This image of the European Automated Transfer Vehicle 4 (ATV-4) was captured on June 8 at a range of 281 km from the south of the Netherlands, three days after it was launched from Kourou on top of an Ariane 5ES rocket on its way to the ISS. Although it was the 4th ATV, it was the 3rd image that I obtained of this type of ISS cargo vehicle. I witnessed the first passes of the very first ATV – the Jules Verne in 2008 – and since then I obtained several images of different ATVs excepting the ATV-2 which I missed due to unfavourable circumstances during the entire mission.
Before 2008, my ground-based satellite imaging work basically was limited to portraits of the International Space Station. Although these improved quickly, I rarely picked up a smaller satellite as I was convinced that the best I could do was to try to take as detailed as possible images of the ISS itself. Cargo ships that appear now and then around the ISS, passing at comparable altitudes, have been a great help to learn how to photograph smaller satellites with the same setup as used for the ISS images.

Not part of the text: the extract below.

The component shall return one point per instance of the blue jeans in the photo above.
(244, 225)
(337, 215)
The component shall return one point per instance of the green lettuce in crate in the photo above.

Because the size of the ATV, for example, is known, and you know the sizes of the ISS modules, there was very good reference for the level of detail that was obtainable in the frames of the much smaller images of the ATVs and other cargo ships. And if you know what level of detail is possible for the ATV with a certain setup, you also know the possibilities for other satellites with similar sizes and at comparable altitudes. But why was the ATV such a great help as a detail reference? This cargo freighter appears to show a good level of high contrast detail on almost every occasion. All three of the ATVs I captured with the telescope showed good resolution of detail; a number of dark ‘bands’ appear every time in the ATV images. These correspond in fact with some segments of the ATV body, but it is interesting that they appear with such high contrast in the ground-based images obtained with my 10 inch aperture reflecting telescope with a secondary focus mounted video-device.
Ground-based ATV-imagery in visible light – such as these images – also teaches about the difficulties of achieving visibility of narrow flat surfaces such as solar panels under different circumstances of illumination and position angle with respect to the observer/photographer. Conclusions about solar panel deployment – based on visible light images, for example – should be undertaken with some care; in many cases, the solar panels of cargo vehicles and general satellites can be perfectly deployed without showing up in the images due to an unfavourable illumination or position of the camera on the ground.